De là, une suggestion. C’est bien qu’on lise et qu’on partage entre nous des textes pertinents, intelligents, émouvants. C’est bien d’exprimer son opinion clairement, en utilisant des arguments solides, sur Facebook, sur Twitter, sur nos blogues. Mais si vous voulez vraiment faire avancer le débat, si vous voulez vraiment que les choses bougent, si vous voulez que vos opinions voyagent vraiment, prenez le temps d’échanger avec ceux qui, dans votre entourage, ne sont pas sur Facebook, se foutent de Twitter, ne lisent pas beaucoup, ne s’informent pas trop, ne peuvent pas s’informer correctement. Ceux qui ont une opinion forgée d’avance, ou pas d’opinion du tout. Ils sont nombreux. Il y a sûrement dans votre famille, ou parmi vos amis, des gens qui ne savent pas trop quoi penser, ou qui se sont bâti une opinion dès lepremier jour du conflit, basée sur une ou l’autre chronique de grand média, et qui, depuis, ne se sont pas tellement informés. Informez-les. Assoyez-vous avec eux. En personne. Et échangez. Ce sera bénéfique pour eux de voir confrontées leurs idées reçues. Et ce sera bénéfique pour vous de construire un discours clair, éloquent, qui vous appartienne à vous et non à celui dont vous avez partagé le texte.

C’est comme ça qu’on pourra contrer le désintérêt d’une bonne partie de la population. C’est comme ça qu’on pourra lutter contre la désinformation et la manipulation.

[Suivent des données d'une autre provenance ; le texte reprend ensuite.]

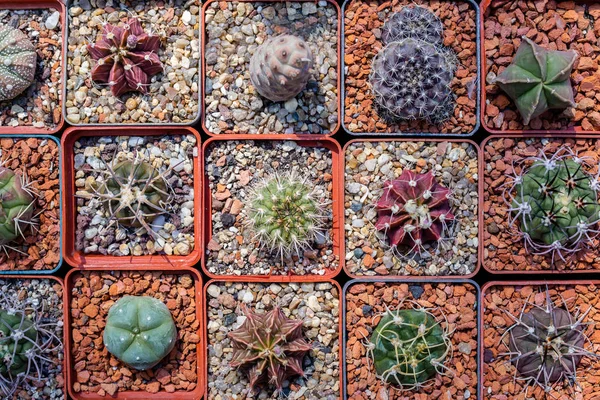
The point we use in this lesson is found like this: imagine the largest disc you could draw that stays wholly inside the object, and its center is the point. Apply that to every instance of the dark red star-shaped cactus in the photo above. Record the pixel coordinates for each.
(126, 58)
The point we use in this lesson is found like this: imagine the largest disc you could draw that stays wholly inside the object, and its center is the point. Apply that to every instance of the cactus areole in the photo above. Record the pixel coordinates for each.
(139, 331)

C’est comme ça qu’on pourra s’assurer qu’au moment d’éventuelles élections, on aura le plus grand nombre possible d’électeurs informés.

Appelez votre tante, votre frère, votre ex. Dînez avec votre grand-père.

Assoyez-vous avec votre collègue de travail. Et parlez.

Vous n'allez pas rester là sans rien dire ?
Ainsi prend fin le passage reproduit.